Large language models can produce output that’s convincing but false. Researchers proposed a way to identify such hallucinations. 

What’s new: Sebastian Farquhar, Jannik Kossen, Lorenz Kuhn, and Yarin Gal at University of Oxford published a method that indicates whether a large language model (LLM) is likely to have hallucinated its output.

Key insight: One way to estimate whether an LLM is hallucinating is to calculate the degree of uncertainty, or entropy, in its output based on the probability of each generated token in the output sequences. The higher the entropy, the more likely the output was hallucinated. However, this approach is flawed: Even if the model mostly generates outputs with a uniform meaning, the entropy of the outputs can still be high, since the same meaning can be phrased in many different ways. A better approach is to calculate entropy based on the distribution of generated meanings instead of generated sequences of words. Given a particular input, the more likely a model is to respond by generating outputs with a variety of meanings, the more likely that a response to that input is a hallucination. 

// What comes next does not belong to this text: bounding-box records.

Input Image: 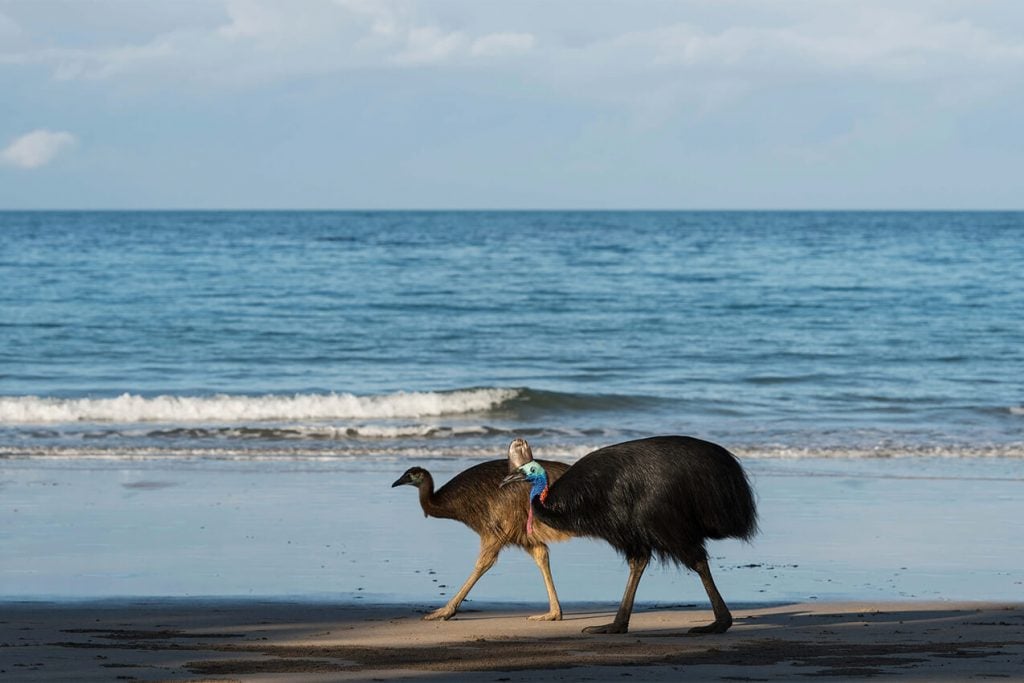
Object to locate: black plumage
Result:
[506,436,757,633]
[391,460,569,621]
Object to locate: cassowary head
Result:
[391,467,430,488]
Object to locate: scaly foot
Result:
[583,622,630,633]
[529,611,562,622]
[423,607,455,622]
[689,618,732,636]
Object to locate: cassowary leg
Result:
[583,557,650,633]
[423,539,502,622]
[690,559,732,634]
[526,544,562,622]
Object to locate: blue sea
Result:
[0,211,1024,460]
[0,211,1024,610]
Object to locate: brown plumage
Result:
[391,460,570,621]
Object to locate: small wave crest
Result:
[0,388,523,425]
[0,387,659,425]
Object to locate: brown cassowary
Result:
[502,436,757,633]
[391,460,569,622]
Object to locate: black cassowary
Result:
[502,436,757,633]
[391,460,569,621]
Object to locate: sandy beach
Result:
[0,599,1024,681]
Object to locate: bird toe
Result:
[583,622,630,634]
[528,612,562,622]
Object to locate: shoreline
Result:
[0,598,1024,681]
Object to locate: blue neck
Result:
[529,474,548,501]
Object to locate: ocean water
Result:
[0,212,1024,460]
[0,212,1024,609]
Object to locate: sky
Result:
[0,0,1024,210]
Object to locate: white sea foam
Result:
[0,388,521,424]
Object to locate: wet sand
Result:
[0,599,1024,681]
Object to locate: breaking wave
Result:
[0,387,657,425]
[0,388,523,425]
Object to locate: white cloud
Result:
[0,129,77,169]
[469,33,537,57]
[0,0,1024,112]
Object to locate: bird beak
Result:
[498,472,526,488]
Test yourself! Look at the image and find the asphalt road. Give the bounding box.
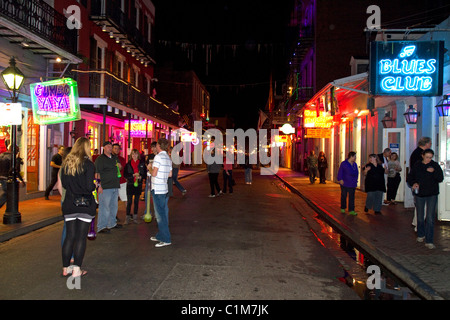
[0,170,359,300]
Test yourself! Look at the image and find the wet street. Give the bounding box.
[0,170,360,300]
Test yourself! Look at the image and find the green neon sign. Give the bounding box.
[30,78,81,125]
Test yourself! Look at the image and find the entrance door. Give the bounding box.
[383,128,411,202]
[438,117,450,221]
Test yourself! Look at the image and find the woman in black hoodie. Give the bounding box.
[61,137,97,277]
[406,149,444,249]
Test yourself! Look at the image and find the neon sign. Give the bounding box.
[303,109,333,128]
[125,120,151,138]
[370,41,443,96]
[30,78,81,125]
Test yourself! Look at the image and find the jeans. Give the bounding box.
[245,168,252,182]
[97,189,119,231]
[152,190,171,243]
[366,191,383,212]
[415,195,438,243]
[341,185,356,211]
[172,168,186,192]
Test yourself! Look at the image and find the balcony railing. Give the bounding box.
[71,70,179,125]
[0,0,77,54]
[91,0,155,57]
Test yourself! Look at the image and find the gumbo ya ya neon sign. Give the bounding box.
[30,78,81,125]
[379,45,437,92]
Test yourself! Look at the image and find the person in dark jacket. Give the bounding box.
[406,149,444,249]
[61,137,97,277]
[363,154,387,214]
[123,149,147,224]
[337,151,359,216]
[317,151,328,184]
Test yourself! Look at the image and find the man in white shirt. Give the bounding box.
[150,138,172,248]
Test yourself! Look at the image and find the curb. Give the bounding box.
[275,174,445,300]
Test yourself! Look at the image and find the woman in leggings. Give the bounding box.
[61,137,97,277]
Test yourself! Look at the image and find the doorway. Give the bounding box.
[383,128,410,202]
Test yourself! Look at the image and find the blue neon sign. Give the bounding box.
[370,41,444,96]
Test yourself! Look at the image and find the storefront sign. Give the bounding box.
[370,41,444,96]
[0,103,22,126]
[30,78,81,125]
[125,120,151,138]
[305,128,331,139]
[303,110,333,128]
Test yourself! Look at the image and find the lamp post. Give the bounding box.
[1,58,25,224]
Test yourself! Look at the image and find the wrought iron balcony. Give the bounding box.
[90,0,155,62]
[71,70,179,125]
[0,0,77,55]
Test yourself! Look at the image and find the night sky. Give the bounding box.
[153,0,293,129]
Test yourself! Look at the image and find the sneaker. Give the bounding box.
[425,243,436,249]
[155,241,172,248]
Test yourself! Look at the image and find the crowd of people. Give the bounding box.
[305,137,444,249]
[53,137,252,277]
[53,137,177,277]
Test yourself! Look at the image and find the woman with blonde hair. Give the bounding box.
[61,137,97,277]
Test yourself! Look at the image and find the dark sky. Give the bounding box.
[153,0,292,129]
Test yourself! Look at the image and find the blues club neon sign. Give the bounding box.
[370,41,444,96]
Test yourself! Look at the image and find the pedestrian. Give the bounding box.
[223,155,233,194]
[363,153,387,214]
[150,138,172,248]
[386,152,402,204]
[377,148,391,206]
[0,145,25,208]
[95,141,122,233]
[123,149,147,224]
[409,137,432,170]
[112,143,128,202]
[244,153,253,184]
[407,149,444,249]
[317,151,328,184]
[61,137,97,277]
[406,137,432,231]
[45,146,64,200]
[142,141,158,219]
[206,149,223,198]
[337,151,359,216]
[169,148,187,196]
[306,150,318,184]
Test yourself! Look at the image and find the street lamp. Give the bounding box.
[381,111,395,128]
[403,105,420,124]
[1,58,25,224]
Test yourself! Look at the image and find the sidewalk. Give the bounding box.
[277,168,450,300]
[0,168,205,242]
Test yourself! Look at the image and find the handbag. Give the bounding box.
[73,195,92,208]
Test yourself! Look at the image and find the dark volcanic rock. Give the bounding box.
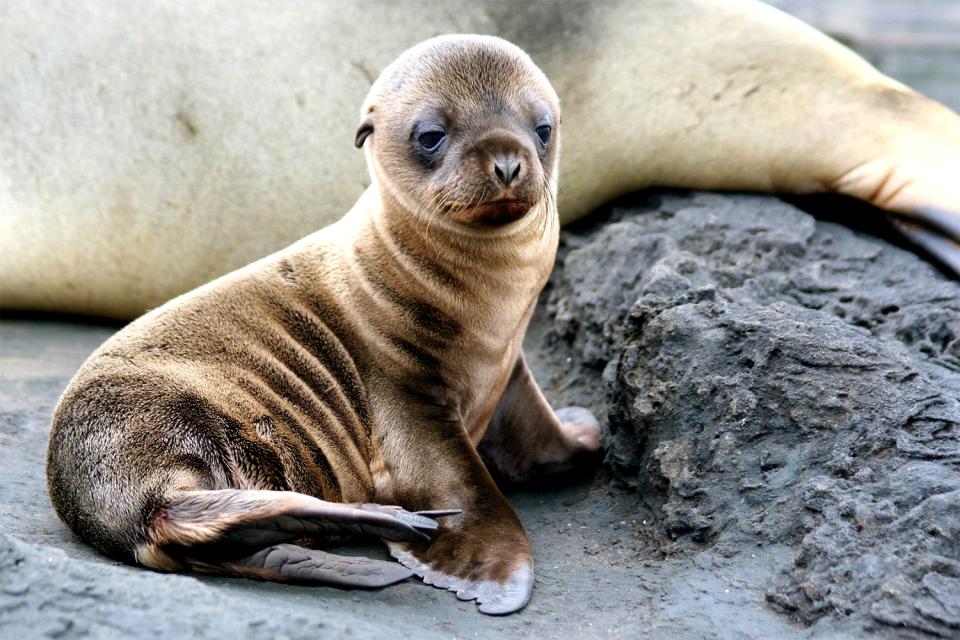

How it works: The authors generated answers to five open-ended question-and-answer datasets using various sizes of Falcon, LLaMA 2-chat, and Mistral. They checked the answers for hallucinations using the following method:

  • Given a question, the model generated 10 answers.
  • The authors clustered the answers based on their meanings. They judged two answers to have the same meaning if GPT-3.5 judged that the first followed logically from the second and vice versa.
  • They computed the probabilities that the model would generate an answer in each cluster. Then they computed the entropy using those probabilities; that is, they calculated the model’s uncertainty in the meanings of its generated answers. 
  • All answers to a given question were considered to have been hallucinated if the computed entropy exceeded a threshold.

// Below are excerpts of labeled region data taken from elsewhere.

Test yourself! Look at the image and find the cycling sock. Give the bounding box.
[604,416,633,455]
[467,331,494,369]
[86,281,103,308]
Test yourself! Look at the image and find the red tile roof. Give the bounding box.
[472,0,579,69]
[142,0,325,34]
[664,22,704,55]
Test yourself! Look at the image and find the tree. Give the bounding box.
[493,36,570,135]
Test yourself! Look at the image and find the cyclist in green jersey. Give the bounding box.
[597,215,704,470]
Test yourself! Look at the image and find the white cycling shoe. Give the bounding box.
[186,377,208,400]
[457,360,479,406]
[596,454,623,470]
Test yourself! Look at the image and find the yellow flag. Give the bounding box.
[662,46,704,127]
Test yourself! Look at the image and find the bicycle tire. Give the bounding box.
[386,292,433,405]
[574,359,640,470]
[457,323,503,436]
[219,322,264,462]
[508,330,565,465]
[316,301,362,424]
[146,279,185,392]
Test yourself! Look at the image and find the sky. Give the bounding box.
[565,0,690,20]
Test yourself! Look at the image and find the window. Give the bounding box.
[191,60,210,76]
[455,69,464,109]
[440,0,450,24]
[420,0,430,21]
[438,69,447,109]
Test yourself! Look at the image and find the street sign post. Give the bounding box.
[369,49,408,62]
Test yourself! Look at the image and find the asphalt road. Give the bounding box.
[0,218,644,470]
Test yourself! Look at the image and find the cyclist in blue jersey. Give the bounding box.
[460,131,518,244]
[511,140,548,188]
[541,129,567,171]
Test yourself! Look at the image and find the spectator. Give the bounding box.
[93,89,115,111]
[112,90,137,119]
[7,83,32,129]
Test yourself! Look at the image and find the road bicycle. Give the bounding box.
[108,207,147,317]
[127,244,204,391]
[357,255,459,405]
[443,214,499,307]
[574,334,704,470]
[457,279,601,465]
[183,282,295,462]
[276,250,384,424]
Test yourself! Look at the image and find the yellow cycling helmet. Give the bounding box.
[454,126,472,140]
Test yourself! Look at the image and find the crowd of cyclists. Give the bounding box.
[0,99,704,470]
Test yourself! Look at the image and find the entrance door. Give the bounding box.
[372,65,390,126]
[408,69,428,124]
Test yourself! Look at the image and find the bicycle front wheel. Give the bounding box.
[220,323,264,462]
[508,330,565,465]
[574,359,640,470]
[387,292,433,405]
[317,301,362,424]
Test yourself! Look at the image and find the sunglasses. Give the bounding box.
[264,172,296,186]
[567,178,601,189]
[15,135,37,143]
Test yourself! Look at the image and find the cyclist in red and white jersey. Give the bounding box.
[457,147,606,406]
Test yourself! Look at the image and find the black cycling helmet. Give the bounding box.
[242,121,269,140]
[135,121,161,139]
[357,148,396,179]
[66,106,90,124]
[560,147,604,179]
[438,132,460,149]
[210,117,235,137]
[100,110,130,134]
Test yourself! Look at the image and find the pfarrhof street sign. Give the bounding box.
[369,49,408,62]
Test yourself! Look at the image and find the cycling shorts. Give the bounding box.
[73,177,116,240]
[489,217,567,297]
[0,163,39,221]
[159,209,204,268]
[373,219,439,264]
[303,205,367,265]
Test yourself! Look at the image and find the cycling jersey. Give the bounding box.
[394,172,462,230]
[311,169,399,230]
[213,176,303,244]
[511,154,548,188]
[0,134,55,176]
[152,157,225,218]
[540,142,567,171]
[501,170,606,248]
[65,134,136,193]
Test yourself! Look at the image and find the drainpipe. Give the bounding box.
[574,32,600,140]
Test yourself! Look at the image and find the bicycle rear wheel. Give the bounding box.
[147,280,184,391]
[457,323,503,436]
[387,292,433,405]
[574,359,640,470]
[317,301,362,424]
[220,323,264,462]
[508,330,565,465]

Results: The authors measured the classification performance of their method using AUROC, a score between .5 (the classifier is uninformative) and 1 (the classifier is perfect). On average, across all five datasets and six models, the authors’ method achieved .790 AUROC while the baseline entropy achieved .691 AUROC and the P(True) method achieved .698 AUROC. P(True) asks the model (i) to generate up to 20 answers and (ii) whether, given those answers, the one with the highest probability of having been generated is true or false.

Yes, but: The authors’ method fails to detect hallucinations if a model consistently generates wrong answers.

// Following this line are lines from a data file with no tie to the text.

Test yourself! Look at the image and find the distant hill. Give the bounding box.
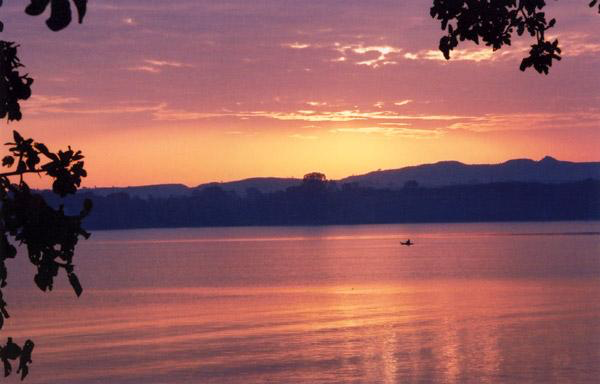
[194,177,302,196]
[81,184,192,199]
[78,156,600,199]
[339,156,600,189]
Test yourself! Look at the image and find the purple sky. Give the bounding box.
[0,0,600,186]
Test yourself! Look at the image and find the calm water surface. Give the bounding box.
[2,222,600,384]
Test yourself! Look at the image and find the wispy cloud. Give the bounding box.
[290,133,319,140]
[122,17,138,26]
[127,59,193,74]
[330,127,443,139]
[282,42,311,49]
[334,43,402,68]
[394,99,412,107]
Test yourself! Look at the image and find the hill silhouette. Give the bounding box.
[83,156,600,199]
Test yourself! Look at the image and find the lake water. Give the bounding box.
[2,222,600,384]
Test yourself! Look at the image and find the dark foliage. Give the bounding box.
[0,41,33,120]
[0,0,92,380]
[430,0,600,74]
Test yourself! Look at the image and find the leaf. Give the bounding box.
[13,131,23,144]
[46,0,71,32]
[2,156,15,167]
[25,0,50,16]
[69,273,83,297]
[73,0,87,24]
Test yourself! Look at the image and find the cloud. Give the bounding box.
[23,95,165,115]
[122,17,138,26]
[290,133,319,140]
[330,127,443,139]
[127,59,193,74]
[282,42,311,49]
[127,65,160,73]
[333,43,402,68]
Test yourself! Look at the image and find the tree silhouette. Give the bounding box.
[430,0,600,75]
[0,0,92,380]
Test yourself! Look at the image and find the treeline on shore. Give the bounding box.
[44,179,600,229]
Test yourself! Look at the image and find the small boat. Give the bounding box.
[400,239,415,247]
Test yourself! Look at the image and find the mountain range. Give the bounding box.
[84,156,600,199]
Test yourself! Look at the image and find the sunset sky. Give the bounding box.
[0,0,600,187]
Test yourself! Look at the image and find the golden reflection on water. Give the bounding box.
[6,280,600,383]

Behind the news: Hallucinations can be a major obstacle to deploying generative AI applications, particularly in fields like medicine or law where missteps can result in injury. One study published earlier this year found that three generative legal tools produced at least partially incorrect or incomplete information in response to at least one out of every six prompts. For example, given the prompt, “Are the deadlines established by the bankruptcy rules for objecting to discharge jurisdictional,” one model cited a nonexistent rule: “[A] paragraph from the Federal Rules of Bankruptcy Procedure, Rule 4007 states that the deadlines set by bankruptcy rules governing the filing of dischargeability complaints are jurisdictional.”

Why it matters: Effective detection of hallucinations not only fosters trust in users — and consequently rising adoption — but also enables researchers to determine common circumstances in which hallucinations occur, helping them to address the problem in future models.

We’re thinking: Researchers are exploring various approaches to mitigate LLM hallucinations in a trained model. Retrieval augmented generation (RAG) can help by integrating knowledge beyond a model’s training set, but it isn’t a complete solution. Agentic workflows that include tool use to supply factual information and reflection to prompt the model to check itself are promising.